MAÎTRISER ET AUDITER LES RISQUES LIÉS AU RGPD

Référentiel de contrôle et programme de travail de la réglementation européenne

Cette production est le fruit des réflexions menées dans le cadre du groupe de travail de l’audit du RGPD lancé en mai 2019. L’objectif du projet est d’appliquer la démarche d’audit au sujet que représente le RGPD et de fournir à la communauté des auditeurs un guide pratique d’audit qui permette à son utilisateur de déterminer son référentiel d’audit (définition d’un cadre de référence, analyse préliminaire des risques, identification des actions de maitrise et des points de contrôles).

Les échanges au sein du groupe de travail furent riches et variés tant sur le plan méthodologique que sur le plan pratique. La complémentarité des différents profils composant le groupe de travail (auditeurs, contrôleurs internes, gestionnaires des risques, juristes, délégués à la protection des données) a permis d’enrichir la publication de différents points de vue et particulièrement d’aboutir à la production de livrables qui seront utiles à tous les acteurs qui participent à la maîtrise des risques liés au traitement des données à caractère personnel d’une organisation. 

En termes de livrables, ce guide présente un référentiel pour la mise en conformité au dispositif RGPD, une démarche d’analyse des risques assez détaillée permettant une appréciation selon les exigences règlementaires (règlement, lignes directrices, jurisprudence), des actions de maîtrise, une méthode d’auto-évaluation ainsi que des conseils et orientations pour effectuer les travaux d’audit.

Ces informations sont également utiles pour les autres lignes de maîtrise liées au RGPD. L’auditeur peut construire son programme de travail sur base de la détermination des risques et des points de contrôles décrits dans le référentiel, afin de mener à bien les objectifs d’audit définis. Le contrôleur interne peut effectuer une cartographie des risques et un plan de contrôles associé.
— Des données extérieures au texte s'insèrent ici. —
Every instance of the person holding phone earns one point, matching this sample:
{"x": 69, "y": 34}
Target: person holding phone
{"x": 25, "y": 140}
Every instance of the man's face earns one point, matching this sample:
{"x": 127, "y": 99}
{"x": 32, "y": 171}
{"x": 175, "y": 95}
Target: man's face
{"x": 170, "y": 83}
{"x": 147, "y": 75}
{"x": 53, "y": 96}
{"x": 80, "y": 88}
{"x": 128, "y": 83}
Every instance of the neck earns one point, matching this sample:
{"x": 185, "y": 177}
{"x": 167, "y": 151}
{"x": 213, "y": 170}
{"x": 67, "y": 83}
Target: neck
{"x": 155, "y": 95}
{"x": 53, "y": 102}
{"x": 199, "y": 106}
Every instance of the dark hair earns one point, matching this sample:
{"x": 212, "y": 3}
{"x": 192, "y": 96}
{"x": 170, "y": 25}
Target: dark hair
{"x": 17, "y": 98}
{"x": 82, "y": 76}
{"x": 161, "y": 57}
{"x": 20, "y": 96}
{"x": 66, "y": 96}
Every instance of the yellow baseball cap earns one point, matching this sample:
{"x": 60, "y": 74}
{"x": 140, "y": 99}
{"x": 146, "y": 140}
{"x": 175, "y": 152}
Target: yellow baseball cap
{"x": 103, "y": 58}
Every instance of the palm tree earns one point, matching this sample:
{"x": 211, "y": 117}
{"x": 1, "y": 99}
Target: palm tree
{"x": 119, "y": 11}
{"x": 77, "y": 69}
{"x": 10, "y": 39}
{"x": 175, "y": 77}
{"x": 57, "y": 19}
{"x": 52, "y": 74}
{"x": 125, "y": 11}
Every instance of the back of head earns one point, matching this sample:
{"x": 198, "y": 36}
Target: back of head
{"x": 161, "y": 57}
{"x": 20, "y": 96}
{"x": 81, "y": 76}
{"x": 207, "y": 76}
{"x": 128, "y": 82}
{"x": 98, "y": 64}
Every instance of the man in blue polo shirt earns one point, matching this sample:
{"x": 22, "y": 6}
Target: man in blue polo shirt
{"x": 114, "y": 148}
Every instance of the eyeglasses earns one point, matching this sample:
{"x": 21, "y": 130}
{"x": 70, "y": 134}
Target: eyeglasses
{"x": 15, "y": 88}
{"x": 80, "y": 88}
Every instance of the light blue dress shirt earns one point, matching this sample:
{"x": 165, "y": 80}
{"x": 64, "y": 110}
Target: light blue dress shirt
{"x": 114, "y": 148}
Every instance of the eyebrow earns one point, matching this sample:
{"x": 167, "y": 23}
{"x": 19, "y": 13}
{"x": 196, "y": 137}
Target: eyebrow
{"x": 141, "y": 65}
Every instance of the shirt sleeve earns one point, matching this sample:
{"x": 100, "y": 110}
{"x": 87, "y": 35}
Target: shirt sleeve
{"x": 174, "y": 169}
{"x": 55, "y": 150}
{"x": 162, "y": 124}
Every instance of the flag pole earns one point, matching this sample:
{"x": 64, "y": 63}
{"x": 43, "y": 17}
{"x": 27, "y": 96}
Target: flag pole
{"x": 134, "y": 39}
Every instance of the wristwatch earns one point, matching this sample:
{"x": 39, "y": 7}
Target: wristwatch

Le Délégué à la Protection des Données peut, quant à lui, effectuer une analyse de sa démarche (cartographie et plan de contrôle).

Il a également la possibilité d’effectuer une auto-évaluation de son dispositif et de suivre son évolution dans le temps tout en étant en mesure de faire rapport sur le taux de conformité du dispositif. Enfin, ce guide mentionne – à titre informatif - références, directives, normes et bonnes pratiques qui permettront d’approfondir les travaux.